Bob Mendelsohn is getting £1m for leaving R&SA in a pitiful state, says Jason Woolfe

He's taking a £1m golden handshake for reducing one of the world's oldest insurance companies to a pitiful state.

Bob Mendelsohn is leaving Royal & SunAlliance (R&SA) after four years and nine months in the driving seat, during which time it has withered disastrously.

The company's share price has been on a long downward slide as he has consistently failed to get on top of the aftermath of the appalling 1996 merger of Royal Insurance and Sun Alliance.

The group's results have been terrible and look even worse when compared with those of rival Aviva.

Mendelsohn made the right decision to ditch life insurance and has found himself in what should be R&SA's ideal market.

Rates for commercial business in the group's chosen market are better than ever.
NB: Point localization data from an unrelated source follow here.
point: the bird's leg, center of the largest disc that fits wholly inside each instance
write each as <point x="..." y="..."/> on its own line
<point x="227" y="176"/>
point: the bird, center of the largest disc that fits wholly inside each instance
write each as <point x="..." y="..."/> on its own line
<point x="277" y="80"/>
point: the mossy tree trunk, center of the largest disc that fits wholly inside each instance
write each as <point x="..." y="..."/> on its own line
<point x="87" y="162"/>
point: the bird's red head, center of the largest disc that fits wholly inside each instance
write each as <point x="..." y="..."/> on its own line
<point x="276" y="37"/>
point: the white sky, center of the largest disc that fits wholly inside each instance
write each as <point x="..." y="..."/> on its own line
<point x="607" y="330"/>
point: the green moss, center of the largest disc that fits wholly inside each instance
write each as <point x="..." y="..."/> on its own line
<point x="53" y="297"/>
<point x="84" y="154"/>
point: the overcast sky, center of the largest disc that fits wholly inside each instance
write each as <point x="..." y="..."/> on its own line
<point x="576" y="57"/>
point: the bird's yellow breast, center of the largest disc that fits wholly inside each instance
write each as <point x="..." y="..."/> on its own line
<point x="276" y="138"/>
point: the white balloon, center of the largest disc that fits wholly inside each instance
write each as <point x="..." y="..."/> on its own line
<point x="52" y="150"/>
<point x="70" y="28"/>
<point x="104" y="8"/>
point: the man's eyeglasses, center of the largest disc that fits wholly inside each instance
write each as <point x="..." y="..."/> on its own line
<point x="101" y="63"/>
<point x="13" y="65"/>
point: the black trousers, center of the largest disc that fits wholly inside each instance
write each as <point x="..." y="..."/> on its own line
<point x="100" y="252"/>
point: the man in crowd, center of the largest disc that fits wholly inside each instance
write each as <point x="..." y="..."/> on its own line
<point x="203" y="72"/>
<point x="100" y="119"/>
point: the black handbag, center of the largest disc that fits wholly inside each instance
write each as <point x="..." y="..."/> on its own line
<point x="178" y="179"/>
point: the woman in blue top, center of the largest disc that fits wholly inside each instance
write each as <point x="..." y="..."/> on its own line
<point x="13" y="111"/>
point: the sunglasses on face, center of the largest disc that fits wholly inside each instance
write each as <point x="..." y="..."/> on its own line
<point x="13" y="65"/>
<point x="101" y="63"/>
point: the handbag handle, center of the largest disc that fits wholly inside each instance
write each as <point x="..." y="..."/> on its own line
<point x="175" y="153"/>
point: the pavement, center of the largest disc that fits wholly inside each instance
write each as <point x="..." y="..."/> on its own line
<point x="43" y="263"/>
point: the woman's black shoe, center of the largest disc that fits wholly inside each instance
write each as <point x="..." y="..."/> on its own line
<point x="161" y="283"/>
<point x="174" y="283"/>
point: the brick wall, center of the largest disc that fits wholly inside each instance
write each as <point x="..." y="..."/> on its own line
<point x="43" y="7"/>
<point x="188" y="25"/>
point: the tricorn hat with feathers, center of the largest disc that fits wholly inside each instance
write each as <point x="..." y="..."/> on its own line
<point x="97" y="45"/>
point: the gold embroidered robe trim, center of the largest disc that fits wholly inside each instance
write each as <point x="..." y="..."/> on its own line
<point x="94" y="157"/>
And what's happening?

R&SA presents an unedifying sight, scrabbling for capital, flogging bits of itself, and fiddling with the life accounts in a desperate bid to write business.
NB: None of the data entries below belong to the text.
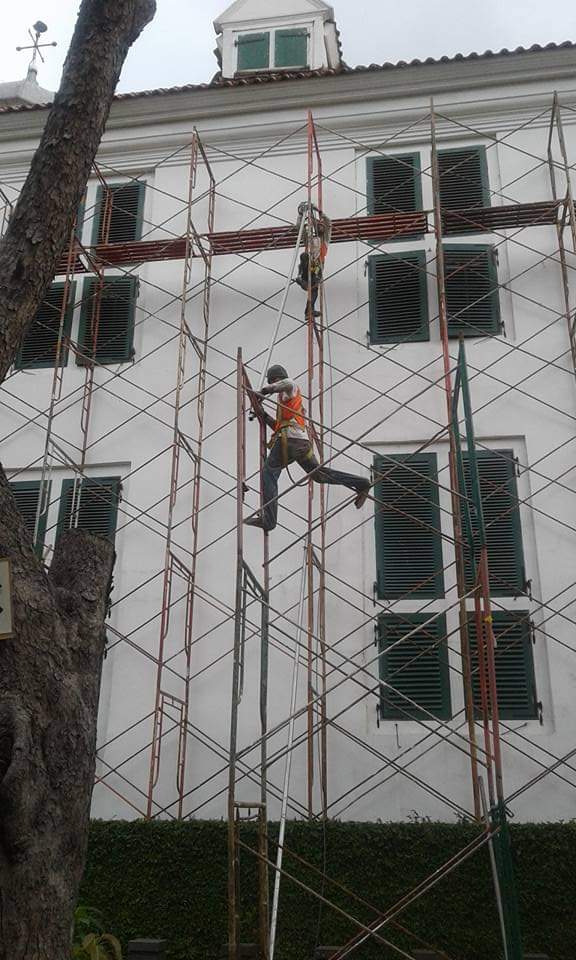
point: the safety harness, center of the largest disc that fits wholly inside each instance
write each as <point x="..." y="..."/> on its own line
<point x="287" y="412"/>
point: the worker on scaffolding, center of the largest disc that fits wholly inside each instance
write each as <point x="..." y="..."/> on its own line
<point x="289" y="443"/>
<point x="311" y="268"/>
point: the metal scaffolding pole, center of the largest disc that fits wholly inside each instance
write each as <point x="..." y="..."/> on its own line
<point x="190" y="447"/>
<point x="456" y="508"/>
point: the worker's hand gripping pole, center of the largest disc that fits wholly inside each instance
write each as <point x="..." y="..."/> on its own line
<point x="301" y="227"/>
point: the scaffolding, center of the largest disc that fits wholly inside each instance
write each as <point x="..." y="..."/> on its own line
<point x="299" y="630"/>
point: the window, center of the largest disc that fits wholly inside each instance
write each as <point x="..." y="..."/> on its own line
<point x="394" y="184"/>
<point x="291" y="48"/>
<point x="116" y="309"/>
<point x="499" y="494"/>
<point x="472" y="300"/>
<point x="408" y="536"/>
<point x="27" y="494"/>
<point x="463" y="187"/>
<point x="514" y="663"/>
<point x="397" y="298"/>
<point x="39" y="346"/>
<point x="122" y="221"/>
<point x="254" y="51"/>
<point x="96" y="507"/>
<point x="416" y="666"/>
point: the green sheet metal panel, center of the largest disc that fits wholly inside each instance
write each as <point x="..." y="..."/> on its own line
<point x="126" y="216"/>
<point x="514" y="663"/>
<point x="115" y="339"/>
<point x="499" y="494"/>
<point x="416" y="667"/>
<point x="291" y="48"/>
<point x="408" y="533"/>
<point x="394" y="184"/>
<point x="97" y="507"/>
<point x="464" y="183"/>
<point x="472" y="297"/>
<point x="38" y="348"/>
<point x="253" y="51"/>
<point x="398" y="301"/>
<point x="26" y="494"/>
And in the meantime, Aviva boss Patrick Snowball shows every sign of seizing on a golden opportunity to make hay while the sun shines. Mendelsohn's head was the price to be paid for investors to support R&SA's much-trailed rights issue. His departure in itself wasn't enough to lift the flagging shares, which closed down a penny after last Thursday's announcement.
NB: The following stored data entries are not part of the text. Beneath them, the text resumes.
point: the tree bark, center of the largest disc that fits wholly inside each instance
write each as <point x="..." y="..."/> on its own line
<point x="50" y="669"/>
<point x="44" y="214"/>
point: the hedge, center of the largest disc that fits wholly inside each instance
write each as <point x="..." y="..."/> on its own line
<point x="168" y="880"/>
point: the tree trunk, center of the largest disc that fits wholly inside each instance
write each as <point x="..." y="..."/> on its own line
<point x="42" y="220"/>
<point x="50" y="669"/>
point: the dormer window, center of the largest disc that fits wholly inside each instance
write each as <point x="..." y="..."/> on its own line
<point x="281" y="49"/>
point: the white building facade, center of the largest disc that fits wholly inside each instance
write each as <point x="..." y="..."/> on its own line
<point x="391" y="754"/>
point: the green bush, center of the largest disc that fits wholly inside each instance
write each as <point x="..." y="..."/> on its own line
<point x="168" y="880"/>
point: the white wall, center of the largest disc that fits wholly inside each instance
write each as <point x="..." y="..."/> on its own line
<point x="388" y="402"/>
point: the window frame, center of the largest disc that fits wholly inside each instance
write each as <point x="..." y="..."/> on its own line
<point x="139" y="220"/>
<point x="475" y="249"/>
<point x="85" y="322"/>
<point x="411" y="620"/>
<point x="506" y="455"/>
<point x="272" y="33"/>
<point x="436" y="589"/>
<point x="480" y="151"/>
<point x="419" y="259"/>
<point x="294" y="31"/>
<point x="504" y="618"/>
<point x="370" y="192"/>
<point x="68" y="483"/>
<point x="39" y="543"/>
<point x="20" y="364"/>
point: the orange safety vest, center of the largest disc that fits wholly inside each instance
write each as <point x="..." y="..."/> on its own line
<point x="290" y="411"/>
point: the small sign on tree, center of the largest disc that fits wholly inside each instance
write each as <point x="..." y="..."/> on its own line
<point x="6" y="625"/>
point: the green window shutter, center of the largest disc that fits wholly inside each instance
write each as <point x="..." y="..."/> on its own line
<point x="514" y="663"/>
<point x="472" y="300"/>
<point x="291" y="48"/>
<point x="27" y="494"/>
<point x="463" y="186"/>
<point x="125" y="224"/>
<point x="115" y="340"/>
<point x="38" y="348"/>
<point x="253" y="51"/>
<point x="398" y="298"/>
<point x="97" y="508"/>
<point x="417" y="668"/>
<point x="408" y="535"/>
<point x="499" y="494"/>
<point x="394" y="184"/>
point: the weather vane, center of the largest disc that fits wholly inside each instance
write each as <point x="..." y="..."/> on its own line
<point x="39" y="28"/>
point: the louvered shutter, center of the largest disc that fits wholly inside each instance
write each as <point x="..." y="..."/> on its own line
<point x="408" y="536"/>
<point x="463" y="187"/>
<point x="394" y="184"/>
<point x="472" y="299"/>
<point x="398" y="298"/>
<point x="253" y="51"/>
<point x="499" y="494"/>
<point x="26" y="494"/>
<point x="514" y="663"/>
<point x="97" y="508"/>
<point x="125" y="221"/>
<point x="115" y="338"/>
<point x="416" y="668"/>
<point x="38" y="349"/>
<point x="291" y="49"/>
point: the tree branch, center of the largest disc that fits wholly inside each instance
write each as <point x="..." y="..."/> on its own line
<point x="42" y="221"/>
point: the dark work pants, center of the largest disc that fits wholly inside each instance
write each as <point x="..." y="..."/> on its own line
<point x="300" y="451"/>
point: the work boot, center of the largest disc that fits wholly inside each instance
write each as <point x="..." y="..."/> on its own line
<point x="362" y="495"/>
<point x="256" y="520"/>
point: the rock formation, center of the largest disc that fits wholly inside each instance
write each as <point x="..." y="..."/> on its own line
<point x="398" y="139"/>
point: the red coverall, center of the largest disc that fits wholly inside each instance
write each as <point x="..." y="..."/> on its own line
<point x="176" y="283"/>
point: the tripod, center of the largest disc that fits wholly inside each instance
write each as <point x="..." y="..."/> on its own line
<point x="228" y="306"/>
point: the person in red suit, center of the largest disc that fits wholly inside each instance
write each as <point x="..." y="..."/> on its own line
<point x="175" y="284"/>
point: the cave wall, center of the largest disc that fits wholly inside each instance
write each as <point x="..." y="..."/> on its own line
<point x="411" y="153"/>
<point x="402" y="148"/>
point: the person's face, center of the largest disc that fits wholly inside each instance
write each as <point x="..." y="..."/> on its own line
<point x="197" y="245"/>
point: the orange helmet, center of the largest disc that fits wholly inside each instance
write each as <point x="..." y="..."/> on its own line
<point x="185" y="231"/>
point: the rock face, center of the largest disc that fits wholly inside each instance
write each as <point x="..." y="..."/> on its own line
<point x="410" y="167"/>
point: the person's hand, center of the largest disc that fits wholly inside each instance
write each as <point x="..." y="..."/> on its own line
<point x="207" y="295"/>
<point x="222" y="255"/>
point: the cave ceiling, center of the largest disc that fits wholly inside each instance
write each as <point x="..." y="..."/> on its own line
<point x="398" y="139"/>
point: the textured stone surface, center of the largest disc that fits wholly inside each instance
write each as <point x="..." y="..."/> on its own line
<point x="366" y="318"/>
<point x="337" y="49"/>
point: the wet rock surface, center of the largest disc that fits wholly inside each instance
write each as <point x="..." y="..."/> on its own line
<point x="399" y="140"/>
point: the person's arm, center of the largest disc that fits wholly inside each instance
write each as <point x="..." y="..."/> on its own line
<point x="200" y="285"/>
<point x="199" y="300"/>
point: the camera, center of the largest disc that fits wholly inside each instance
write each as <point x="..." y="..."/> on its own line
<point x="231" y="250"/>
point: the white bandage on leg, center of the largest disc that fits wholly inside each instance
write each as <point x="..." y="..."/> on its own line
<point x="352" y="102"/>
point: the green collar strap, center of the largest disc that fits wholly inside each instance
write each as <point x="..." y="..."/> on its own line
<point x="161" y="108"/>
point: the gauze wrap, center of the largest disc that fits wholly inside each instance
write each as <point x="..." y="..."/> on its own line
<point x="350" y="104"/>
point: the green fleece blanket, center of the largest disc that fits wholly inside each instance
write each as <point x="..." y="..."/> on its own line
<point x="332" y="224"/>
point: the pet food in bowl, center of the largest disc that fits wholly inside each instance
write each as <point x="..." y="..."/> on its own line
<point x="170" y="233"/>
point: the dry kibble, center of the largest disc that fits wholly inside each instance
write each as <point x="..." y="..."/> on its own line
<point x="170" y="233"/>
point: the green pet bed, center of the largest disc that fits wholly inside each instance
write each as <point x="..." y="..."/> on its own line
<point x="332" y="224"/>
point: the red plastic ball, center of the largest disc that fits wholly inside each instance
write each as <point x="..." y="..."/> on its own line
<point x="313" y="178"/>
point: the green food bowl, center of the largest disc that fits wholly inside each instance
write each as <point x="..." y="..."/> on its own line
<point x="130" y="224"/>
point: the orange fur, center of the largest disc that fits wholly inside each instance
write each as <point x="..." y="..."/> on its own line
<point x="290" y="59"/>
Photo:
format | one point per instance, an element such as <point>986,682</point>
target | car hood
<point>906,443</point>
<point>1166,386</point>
Legal & General's announcement last week that it was launching a rights issue just made R&SA look even slower.

So caretaker chief Bob Gunn has the unenviable role of trying to placate exasperated shareholders.

He's spoken of making the company more focused, but he'll have to be utterly ruthless if he wants to catch up with Aviva. For the cynical broker, worried about falling service standards and less competition, it does not bode well.

Despite his bonhomie, Mendelsohn will not be missed.